Essentially it means you'll have a main line Transactions table as above, but accompanying Invoices, Orders, Payments and Credits tables. Here's a simplified schema, note this is a contrived example and the fields aren't representative:

Transactions Table

  • Transaction ID
  • Transaction Date
  • Transaction Type (your model class, in this case one of Invoice or Payment)
  • Child ID (the ID of the related record, in Invoice ID or Payment ID respectively)
  • Amount

Invoices Table

  • Transaction ID
  • Invoice ID
  • Invoice Template
  • Due Date

Payments Table

  • Transaction ID
  • Payment ID
  • Payment Method
  • Payment Provider
  • Gateway Transaction Reference

Having to split out fields into multiple tables like this (and having essentially two records in two different tables for every transaction) is a little complex, but the ease at which you can run aggregate queries and summaries is worth it in my opinion. The value of being able to do something like Transactions::all() to build a customer statement should not be overlooked.

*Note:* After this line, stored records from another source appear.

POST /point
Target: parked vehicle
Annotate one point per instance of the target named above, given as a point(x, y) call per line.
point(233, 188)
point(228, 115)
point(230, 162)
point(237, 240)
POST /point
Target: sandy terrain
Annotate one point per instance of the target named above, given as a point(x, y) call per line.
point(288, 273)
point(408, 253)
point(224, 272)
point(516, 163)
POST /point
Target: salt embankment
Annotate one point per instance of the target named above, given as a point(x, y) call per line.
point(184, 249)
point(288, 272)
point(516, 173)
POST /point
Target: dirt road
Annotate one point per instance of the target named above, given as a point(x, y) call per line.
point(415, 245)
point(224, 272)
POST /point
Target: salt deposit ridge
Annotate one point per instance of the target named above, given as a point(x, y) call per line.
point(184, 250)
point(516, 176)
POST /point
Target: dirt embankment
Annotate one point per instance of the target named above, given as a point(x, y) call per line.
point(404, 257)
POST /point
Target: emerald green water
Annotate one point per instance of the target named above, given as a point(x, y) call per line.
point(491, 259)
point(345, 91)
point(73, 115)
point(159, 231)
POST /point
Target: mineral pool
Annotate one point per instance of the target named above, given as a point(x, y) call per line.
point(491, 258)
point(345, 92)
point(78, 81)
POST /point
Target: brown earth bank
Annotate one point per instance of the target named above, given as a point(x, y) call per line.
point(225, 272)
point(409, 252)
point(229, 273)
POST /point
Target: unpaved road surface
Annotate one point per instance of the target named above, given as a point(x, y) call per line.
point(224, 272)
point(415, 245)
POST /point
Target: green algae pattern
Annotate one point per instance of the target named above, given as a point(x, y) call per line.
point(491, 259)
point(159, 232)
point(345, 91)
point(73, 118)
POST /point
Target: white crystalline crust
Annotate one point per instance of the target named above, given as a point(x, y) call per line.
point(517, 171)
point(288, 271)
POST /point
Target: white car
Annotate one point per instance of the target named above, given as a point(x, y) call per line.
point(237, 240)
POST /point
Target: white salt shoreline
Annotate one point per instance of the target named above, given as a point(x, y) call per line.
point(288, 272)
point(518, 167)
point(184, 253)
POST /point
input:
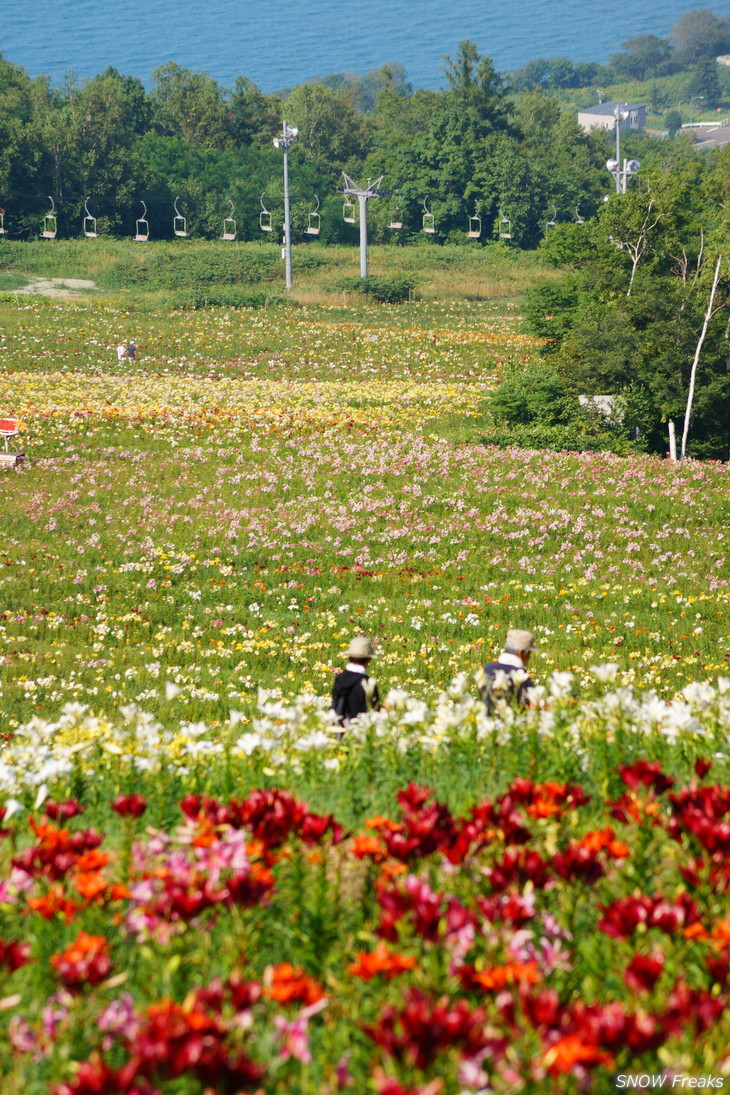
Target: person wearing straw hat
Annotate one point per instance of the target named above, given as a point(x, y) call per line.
point(354, 691)
point(507, 678)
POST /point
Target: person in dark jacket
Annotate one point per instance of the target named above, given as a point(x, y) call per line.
point(354, 691)
point(507, 678)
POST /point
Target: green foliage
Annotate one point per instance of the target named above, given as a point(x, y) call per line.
point(700, 33)
point(705, 82)
point(535, 407)
point(673, 122)
point(570, 437)
point(204, 268)
point(548, 308)
point(381, 289)
point(533, 394)
point(220, 297)
point(642, 57)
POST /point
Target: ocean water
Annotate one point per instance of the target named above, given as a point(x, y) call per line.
point(281, 43)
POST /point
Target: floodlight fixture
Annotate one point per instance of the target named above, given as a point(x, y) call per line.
point(289, 134)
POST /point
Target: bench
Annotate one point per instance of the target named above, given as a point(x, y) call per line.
point(9, 427)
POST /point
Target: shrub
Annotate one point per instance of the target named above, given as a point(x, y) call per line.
point(383, 290)
point(221, 297)
point(535, 393)
point(548, 309)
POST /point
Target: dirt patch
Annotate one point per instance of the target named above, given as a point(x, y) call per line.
point(59, 288)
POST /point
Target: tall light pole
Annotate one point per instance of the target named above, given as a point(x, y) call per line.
point(285, 141)
point(621, 171)
point(362, 194)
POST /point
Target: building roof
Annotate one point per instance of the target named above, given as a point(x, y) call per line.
point(605, 108)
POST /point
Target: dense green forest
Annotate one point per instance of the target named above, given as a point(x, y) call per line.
point(638, 298)
point(509, 142)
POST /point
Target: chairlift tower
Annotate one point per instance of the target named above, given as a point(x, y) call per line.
point(288, 137)
point(362, 194)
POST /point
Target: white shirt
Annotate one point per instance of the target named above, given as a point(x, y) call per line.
point(510, 659)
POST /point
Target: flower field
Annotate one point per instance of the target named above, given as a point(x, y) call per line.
point(201, 888)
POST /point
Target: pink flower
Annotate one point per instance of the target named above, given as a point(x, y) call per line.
point(293, 1038)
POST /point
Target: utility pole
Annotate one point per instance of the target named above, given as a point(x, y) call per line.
point(285, 141)
point(362, 194)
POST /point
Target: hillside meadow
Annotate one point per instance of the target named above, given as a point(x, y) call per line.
point(204, 887)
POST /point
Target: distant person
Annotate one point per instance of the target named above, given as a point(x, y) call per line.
point(354, 691)
point(507, 678)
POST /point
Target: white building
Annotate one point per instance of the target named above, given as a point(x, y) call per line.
point(603, 116)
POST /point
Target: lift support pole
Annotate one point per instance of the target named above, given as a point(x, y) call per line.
point(362, 194)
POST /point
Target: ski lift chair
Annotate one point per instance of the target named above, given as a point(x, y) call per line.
point(264, 217)
point(229, 225)
point(142, 227)
point(89, 222)
point(49, 223)
point(505, 226)
point(180, 225)
point(313, 227)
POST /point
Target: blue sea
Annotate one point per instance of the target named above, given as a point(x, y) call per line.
point(282, 43)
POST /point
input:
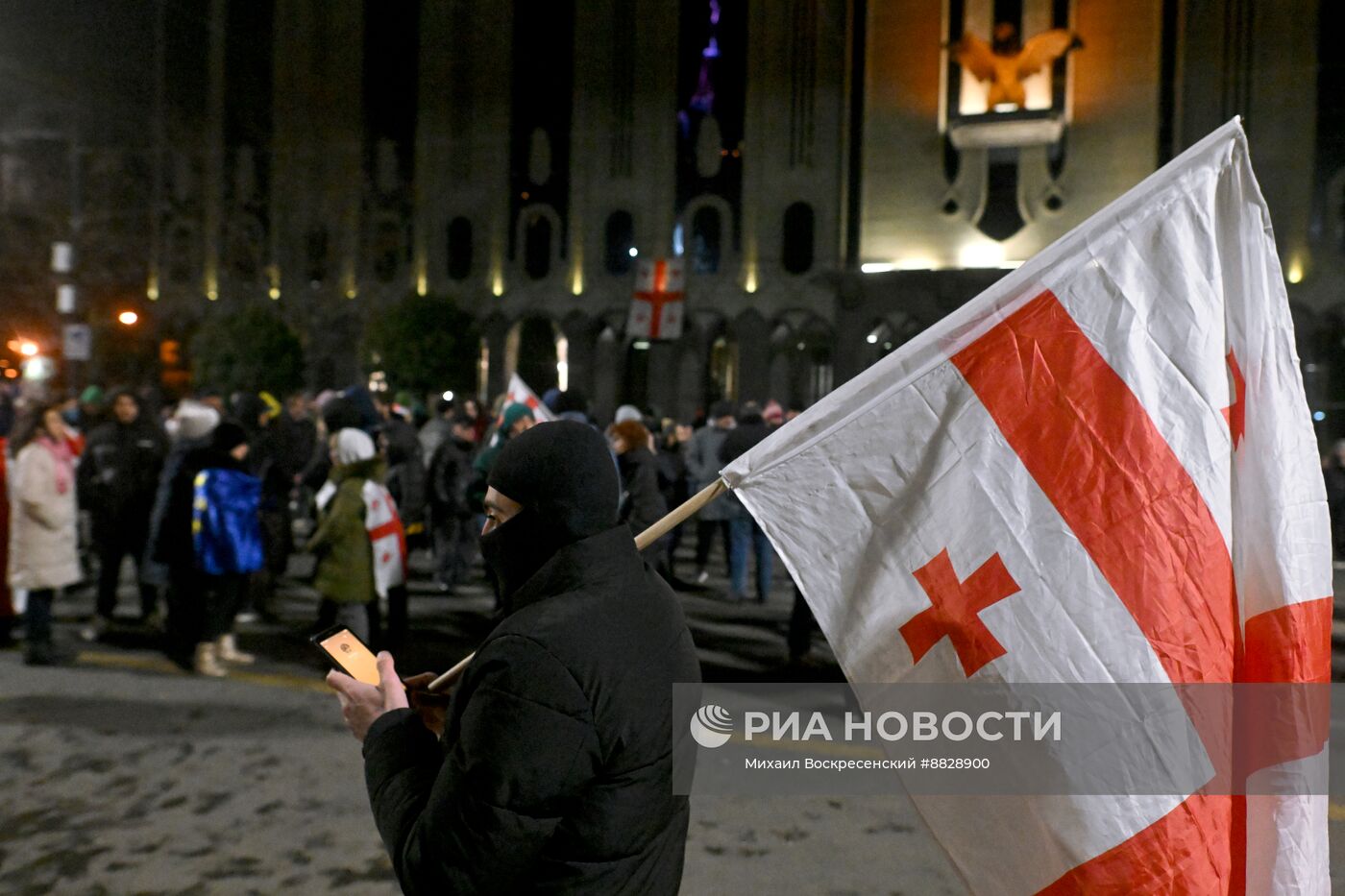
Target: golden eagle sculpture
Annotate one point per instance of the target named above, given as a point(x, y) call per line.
point(1006, 62)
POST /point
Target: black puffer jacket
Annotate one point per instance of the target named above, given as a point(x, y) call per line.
point(554, 772)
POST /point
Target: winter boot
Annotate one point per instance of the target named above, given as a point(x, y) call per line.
point(228, 651)
point(208, 661)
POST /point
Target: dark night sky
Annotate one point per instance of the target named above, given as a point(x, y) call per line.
point(93, 56)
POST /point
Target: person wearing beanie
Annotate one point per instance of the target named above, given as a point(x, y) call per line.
point(627, 412)
point(202, 604)
point(117, 479)
point(551, 767)
point(514, 419)
point(451, 510)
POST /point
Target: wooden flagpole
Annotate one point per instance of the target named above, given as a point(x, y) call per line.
point(642, 541)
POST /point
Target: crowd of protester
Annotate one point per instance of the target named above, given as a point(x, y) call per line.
point(206, 496)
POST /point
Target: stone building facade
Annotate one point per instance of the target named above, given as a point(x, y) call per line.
point(830, 175)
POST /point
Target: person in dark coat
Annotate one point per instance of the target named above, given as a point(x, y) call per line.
point(201, 607)
point(117, 478)
point(746, 534)
point(554, 768)
point(450, 510)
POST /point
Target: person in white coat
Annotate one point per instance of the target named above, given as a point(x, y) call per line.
point(42, 525)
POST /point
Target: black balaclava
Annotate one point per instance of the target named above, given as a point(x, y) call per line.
point(562, 475)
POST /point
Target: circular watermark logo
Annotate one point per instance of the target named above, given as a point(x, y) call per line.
point(712, 725)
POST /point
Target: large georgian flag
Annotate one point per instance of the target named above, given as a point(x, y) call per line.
point(658, 304)
point(1100, 470)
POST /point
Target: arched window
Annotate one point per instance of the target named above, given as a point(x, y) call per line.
point(459, 248)
point(796, 248)
point(705, 240)
point(315, 245)
point(621, 240)
point(387, 251)
point(537, 248)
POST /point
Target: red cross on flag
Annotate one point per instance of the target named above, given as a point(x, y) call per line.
point(1100, 470)
point(386, 537)
point(658, 303)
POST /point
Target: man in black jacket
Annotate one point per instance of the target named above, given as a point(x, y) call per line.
point(554, 768)
point(117, 476)
point(451, 516)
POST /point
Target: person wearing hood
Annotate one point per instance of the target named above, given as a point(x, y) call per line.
point(553, 771)
point(117, 478)
point(451, 513)
point(202, 604)
point(642, 500)
point(42, 525)
point(345, 574)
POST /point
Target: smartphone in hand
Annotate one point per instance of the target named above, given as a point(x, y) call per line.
point(349, 654)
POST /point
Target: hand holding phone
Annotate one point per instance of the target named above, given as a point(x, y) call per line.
point(349, 654)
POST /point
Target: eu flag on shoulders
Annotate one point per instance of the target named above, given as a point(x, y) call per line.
point(225, 522)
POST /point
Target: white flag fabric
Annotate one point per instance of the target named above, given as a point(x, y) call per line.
point(386, 537)
point(1100, 470)
point(520, 392)
point(656, 307)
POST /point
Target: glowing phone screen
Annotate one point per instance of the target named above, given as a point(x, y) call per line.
point(353, 655)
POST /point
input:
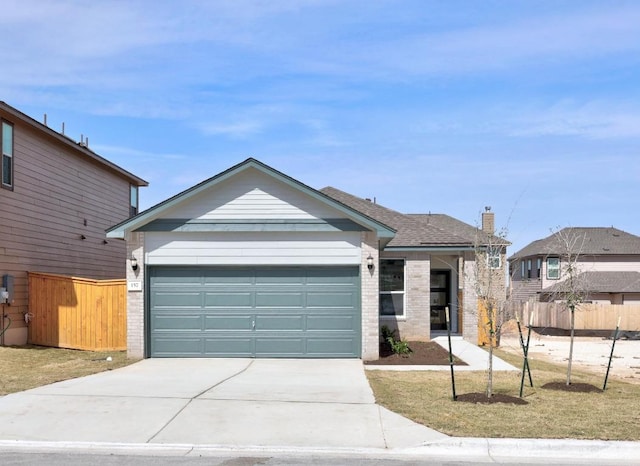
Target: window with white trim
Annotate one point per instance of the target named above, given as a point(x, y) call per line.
point(553, 268)
point(133, 200)
point(494, 261)
point(392, 287)
point(6, 143)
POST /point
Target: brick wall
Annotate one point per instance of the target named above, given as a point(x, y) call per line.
point(135, 299)
point(370, 292)
point(470, 299)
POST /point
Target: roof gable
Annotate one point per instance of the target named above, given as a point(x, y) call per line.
point(598, 241)
point(413, 231)
point(248, 193)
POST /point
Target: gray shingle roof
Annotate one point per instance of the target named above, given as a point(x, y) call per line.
point(605, 282)
point(412, 230)
point(597, 241)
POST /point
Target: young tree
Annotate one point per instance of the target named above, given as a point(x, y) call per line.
point(572, 290)
point(490, 280)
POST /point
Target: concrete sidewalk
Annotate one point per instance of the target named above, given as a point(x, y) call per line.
point(210, 407)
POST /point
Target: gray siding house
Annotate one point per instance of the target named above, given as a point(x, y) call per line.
point(253, 263)
point(57, 199)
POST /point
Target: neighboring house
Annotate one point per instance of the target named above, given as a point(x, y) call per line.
point(57, 199)
point(608, 266)
point(253, 263)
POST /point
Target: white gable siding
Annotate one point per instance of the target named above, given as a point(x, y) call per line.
point(252, 195)
point(264, 248)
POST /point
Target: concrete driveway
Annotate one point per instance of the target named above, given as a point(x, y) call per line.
point(226, 402)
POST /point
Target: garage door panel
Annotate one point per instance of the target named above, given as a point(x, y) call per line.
point(280, 322)
point(232, 346)
point(243, 299)
point(333, 276)
point(345, 300)
point(335, 322)
point(330, 347)
point(173, 322)
point(175, 277)
point(228, 322)
point(176, 299)
point(279, 299)
point(177, 347)
point(228, 276)
point(278, 347)
point(280, 276)
point(255, 312)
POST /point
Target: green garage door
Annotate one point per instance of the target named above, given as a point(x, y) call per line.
point(298, 312)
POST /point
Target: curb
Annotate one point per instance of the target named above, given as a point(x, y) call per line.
point(473, 448)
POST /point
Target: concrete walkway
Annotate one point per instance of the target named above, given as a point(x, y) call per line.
point(231, 402)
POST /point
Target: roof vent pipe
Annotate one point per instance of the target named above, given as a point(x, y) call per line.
point(488, 221)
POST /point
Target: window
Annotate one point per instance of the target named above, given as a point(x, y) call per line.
point(7, 155)
point(493, 258)
point(553, 268)
point(392, 287)
point(133, 201)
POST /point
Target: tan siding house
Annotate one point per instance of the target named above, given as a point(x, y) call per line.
point(606, 258)
point(57, 199)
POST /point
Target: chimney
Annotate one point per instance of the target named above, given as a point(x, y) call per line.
point(488, 221)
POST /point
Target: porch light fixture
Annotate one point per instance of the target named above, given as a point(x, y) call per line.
point(370, 262)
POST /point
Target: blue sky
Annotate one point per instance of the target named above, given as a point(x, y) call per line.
point(530, 107)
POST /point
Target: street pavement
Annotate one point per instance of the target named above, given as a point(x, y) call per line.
point(203, 407)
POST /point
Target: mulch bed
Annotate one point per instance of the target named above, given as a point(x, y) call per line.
point(574, 387)
point(423, 353)
point(495, 398)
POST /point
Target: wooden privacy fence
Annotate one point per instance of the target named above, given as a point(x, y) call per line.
point(77, 313)
point(588, 316)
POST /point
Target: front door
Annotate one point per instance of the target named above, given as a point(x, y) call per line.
point(440, 299)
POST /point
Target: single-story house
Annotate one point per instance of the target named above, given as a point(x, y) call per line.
point(253, 263)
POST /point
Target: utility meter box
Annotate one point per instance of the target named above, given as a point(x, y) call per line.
point(6, 292)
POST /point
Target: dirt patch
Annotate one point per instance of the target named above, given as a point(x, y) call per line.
point(590, 353)
point(495, 398)
point(573, 387)
point(423, 353)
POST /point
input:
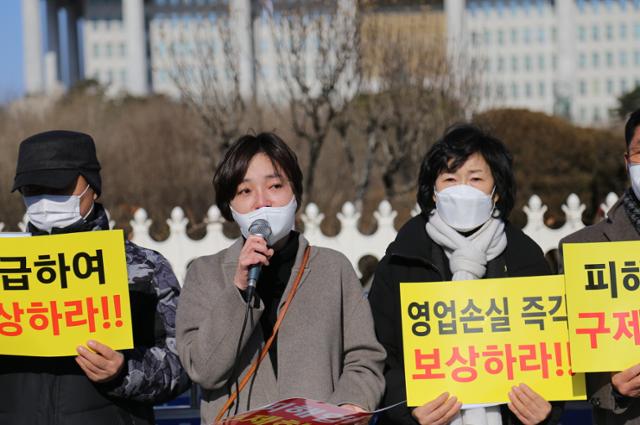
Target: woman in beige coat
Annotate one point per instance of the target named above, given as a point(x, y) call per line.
point(325, 348)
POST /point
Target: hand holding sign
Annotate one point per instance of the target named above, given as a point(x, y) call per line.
point(627, 382)
point(528, 405)
point(102, 365)
point(437, 412)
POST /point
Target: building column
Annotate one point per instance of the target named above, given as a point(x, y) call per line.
point(137, 66)
point(454, 12)
point(73, 49)
point(566, 29)
point(240, 19)
point(32, 35)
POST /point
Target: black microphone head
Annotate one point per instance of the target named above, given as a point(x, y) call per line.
point(260, 227)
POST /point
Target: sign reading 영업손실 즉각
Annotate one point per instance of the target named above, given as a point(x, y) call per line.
point(604, 316)
point(60, 291)
point(477, 339)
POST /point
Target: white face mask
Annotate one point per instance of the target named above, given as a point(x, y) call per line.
point(59, 211)
point(282, 220)
point(464, 207)
point(634, 176)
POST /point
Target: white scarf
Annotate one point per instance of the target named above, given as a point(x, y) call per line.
point(468, 257)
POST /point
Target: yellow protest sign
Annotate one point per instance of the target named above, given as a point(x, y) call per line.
point(60, 291)
point(602, 281)
point(477, 339)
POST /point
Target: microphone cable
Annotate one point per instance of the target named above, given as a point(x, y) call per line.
point(234, 376)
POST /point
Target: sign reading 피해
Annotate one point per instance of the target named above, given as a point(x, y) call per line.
point(60, 291)
point(602, 304)
point(477, 339)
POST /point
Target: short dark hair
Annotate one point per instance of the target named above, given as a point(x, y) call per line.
point(234, 165)
point(630, 128)
point(453, 149)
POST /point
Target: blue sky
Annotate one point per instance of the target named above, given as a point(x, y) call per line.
point(11, 84)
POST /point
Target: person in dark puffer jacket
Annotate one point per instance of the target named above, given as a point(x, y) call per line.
point(58, 176)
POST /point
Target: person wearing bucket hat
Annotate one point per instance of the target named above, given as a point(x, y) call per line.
point(58, 175)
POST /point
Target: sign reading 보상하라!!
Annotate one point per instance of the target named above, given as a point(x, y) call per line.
point(477, 339)
point(60, 291)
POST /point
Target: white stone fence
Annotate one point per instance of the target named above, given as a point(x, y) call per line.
point(180, 250)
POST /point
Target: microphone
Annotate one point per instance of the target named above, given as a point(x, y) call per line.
point(259, 227)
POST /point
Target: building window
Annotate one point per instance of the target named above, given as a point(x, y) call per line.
point(609, 32)
point(475, 39)
point(623, 58)
point(582, 33)
point(596, 114)
point(623, 31)
point(527, 63)
point(582, 61)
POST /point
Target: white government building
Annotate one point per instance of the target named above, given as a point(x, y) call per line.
point(569, 57)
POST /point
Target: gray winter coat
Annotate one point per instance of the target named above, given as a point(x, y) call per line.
point(607, 408)
point(326, 349)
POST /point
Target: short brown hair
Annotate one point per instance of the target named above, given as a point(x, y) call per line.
point(234, 165)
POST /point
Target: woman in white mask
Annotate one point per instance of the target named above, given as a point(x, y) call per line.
point(466, 190)
point(325, 346)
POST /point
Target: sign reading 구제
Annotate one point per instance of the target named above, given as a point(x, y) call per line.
point(477, 339)
point(602, 282)
point(60, 291)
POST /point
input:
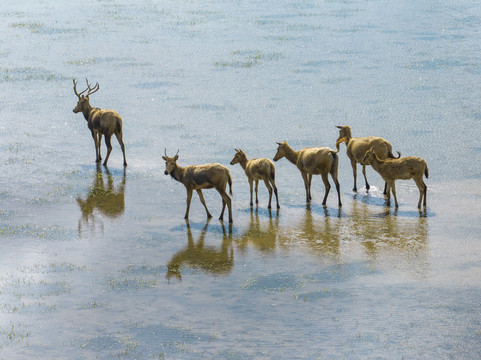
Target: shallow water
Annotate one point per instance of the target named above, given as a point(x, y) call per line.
point(99, 262)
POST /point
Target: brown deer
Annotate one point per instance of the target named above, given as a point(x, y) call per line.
point(198, 177)
point(311, 161)
point(258, 169)
point(100, 122)
point(357, 147)
point(410, 167)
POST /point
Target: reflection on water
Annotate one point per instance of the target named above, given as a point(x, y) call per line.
point(321, 235)
point(262, 237)
point(103, 198)
point(211, 259)
point(398, 237)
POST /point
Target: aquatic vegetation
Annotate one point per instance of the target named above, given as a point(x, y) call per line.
point(29, 74)
point(247, 59)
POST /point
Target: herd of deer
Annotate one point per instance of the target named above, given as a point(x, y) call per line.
point(374, 151)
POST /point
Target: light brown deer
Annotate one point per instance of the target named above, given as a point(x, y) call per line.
point(258, 169)
point(357, 147)
point(411, 167)
point(198, 177)
point(312, 161)
point(100, 122)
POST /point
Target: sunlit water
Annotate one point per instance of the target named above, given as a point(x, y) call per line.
point(100, 263)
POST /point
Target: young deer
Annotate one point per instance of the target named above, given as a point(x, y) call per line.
point(100, 122)
point(258, 169)
point(198, 177)
point(411, 167)
point(357, 147)
point(312, 161)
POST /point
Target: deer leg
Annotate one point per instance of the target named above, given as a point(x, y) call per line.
point(325, 180)
point(393, 189)
point(422, 191)
point(201, 197)
point(354, 173)
point(338, 188)
point(225, 200)
point(306, 183)
point(189, 198)
point(269, 188)
point(275, 192)
point(96, 142)
point(251, 185)
point(109, 148)
point(310, 181)
point(118, 135)
point(365, 178)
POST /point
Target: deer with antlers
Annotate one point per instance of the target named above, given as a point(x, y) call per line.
point(100, 121)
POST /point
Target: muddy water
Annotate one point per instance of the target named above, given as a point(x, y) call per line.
point(98, 262)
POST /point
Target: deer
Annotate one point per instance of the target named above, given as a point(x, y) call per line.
point(313, 161)
point(258, 169)
point(198, 177)
point(357, 147)
point(100, 121)
point(410, 167)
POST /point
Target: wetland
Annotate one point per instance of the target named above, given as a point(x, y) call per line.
point(98, 262)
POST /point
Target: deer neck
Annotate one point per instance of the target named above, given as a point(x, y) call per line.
point(178, 173)
point(243, 162)
point(291, 155)
point(87, 109)
point(376, 163)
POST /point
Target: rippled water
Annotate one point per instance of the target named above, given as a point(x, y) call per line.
point(99, 262)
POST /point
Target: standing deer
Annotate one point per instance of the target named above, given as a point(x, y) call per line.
point(198, 177)
point(311, 161)
point(258, 169)
point(410, 167)
point(357, 147)
point(100, 122)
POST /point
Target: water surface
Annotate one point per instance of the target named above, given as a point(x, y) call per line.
point(99, 262)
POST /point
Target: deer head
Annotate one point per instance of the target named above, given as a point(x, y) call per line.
point(83, 100)
point(170, 163)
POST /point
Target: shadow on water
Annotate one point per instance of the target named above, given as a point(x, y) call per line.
point(262, 237)
point(321, 234)
point(401, 237)
point(198, 255)
point(102, 198)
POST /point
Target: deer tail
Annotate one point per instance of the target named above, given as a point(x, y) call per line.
point(229, 181)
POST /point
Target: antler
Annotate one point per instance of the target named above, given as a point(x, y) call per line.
point(165, 152)
point(92, 90)
point(75, 89)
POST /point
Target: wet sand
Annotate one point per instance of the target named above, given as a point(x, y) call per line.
point(99, 262)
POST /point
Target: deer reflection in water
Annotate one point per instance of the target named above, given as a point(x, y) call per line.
point(400, 239)
point(103, 198)
point(321, 235)
point(210, 259)
point(263, 238)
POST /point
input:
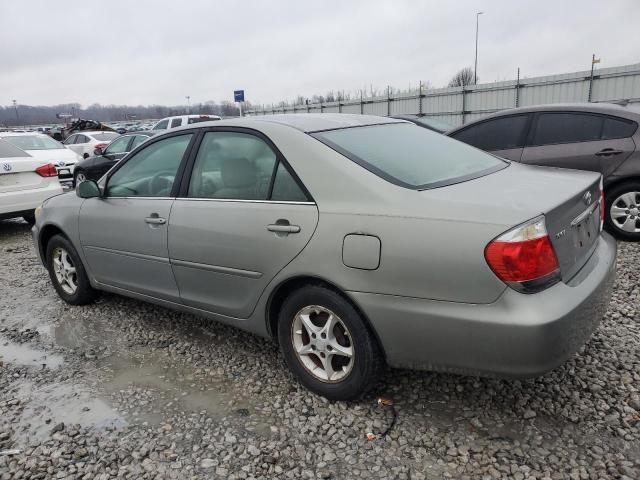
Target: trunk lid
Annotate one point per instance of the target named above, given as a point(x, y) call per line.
point(569, 200)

Anyway, happy to hear any feedback or other opinions, like I said, I'm working through this same problem at the moment.


Just remembered, the class structure would be something like this: an abstract Transaction class which has implicit instantiation logic for Invoice or Payment, based on the value of the Transaction Type column. E.g. if you had an Invoice with Transaction ID 1, Transaction::find(1) would return an instance of Invoice.

2 likes
jlmmns's avatar
Level 12

@dfcowell Thanks for your clear input! Very interesting to handle all Invoices, Quotes and Payments through one main Transactions table. It seems very efficient and orderly, especially when you need to extract statistics as an admin for example, or for individual users as well.

In the end, I want my tables to be as efficient and optimized as possible, not only for general performance, but since showing statistics is also a major feature of our application. And your method seems to make that easier, than just having only separate Invoices/Quotes/Payments tables.

Maybe the only downside I see to this, is that it's yet another table, which will fill rather quickly, when dealing with a lot of users. But I'm sure the benefits heavily outweigh the database footprint. I'm not experienced enough in database design to know these things... So I would very much like other people's input as well!